Story then concluded that the U.S. statute should be interpreted to the same effect. That is:

[T]he first inventor cannot acquire a good title to a patent; if he suffers the thing invented to go into public use or to be publicly sold for use before he makes application for a patent. His voluntary act or acquiescence in the public sale and use is an abandonment of his right, or rather creates a disability to comply with the terms and conditions on which alone the Secretary of State is authorized to grant him a patent.

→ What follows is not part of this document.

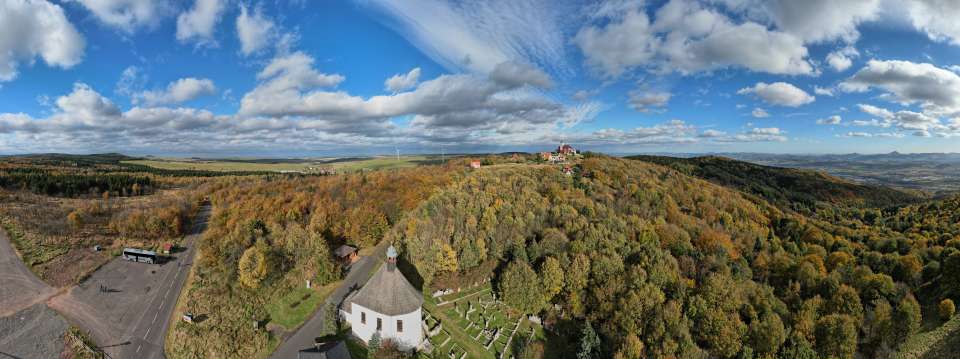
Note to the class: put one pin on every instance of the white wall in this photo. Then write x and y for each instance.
(412, 333)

Therefore, Pennock's patent was void.

==Subsequent developments==

The Supreme Court has repeatedly cited Pennock v. Dialogue as authority that the public interest is the principal concern under the patent law, rather than the creation of private gain. For example:

- "It is the public interest which is dominant in the patent system. Pennock v. Dialogue, 2 Pet. 1. – Mercoid Corp. v. Mid-Continent Inv. Co., 320 U.S. 661, 665 (1944).
- "As stated by Mr. Justice Story in Pennock v. Dialogue, 2 Pet. 1, 19, the promotion of the progress of science and the useful arts is the 'main object'; reward of inventors is secondary and merely a means to that end." – United States v. Masonite Corp., 316 U.S. 265, 278 (1942).
- "Since Pennock v. Dialogue, 2 Pet. 1, was decided in 1829, this Court has consistently held that the primary purpose of our patent laws is not the creation of private fortunes for the owners of patents, but is 'to promote the progress of science and the useful arts.' " – Motion Picture Patents Co. v. Universal Film Manufacturing Co., 243 U.S. 502, 511 (1917).
- Justice Brandeis and Chief Justice Stone "followed in the early tradition of those who read the Constitution to mean that the public interest in patents comes first, reward to the inventor second." – Automatic Radio Mfg. Co. v. Hazeltine Research, Inc., 339 U.S. 827, 837 (1950) (dissenting opinion of Douglas, J).
- "The patent is a privilege 'conditioned by a public purpose.' Mercoid Corp. v. Mid-Continent Co., 320 U.S. 661, 666. The public purpose is 'to promote the progress of science and useful arts.' The exclusive right of the inventor is but the means to that end. That was early recognized by this Court. See Pennock v. Dialogue, 2 Pet. 1, 19. – Special Equip. Co. v. Coe, 324 U.S. 370, 382 (1945) (dissenting opinion of Douglas, J).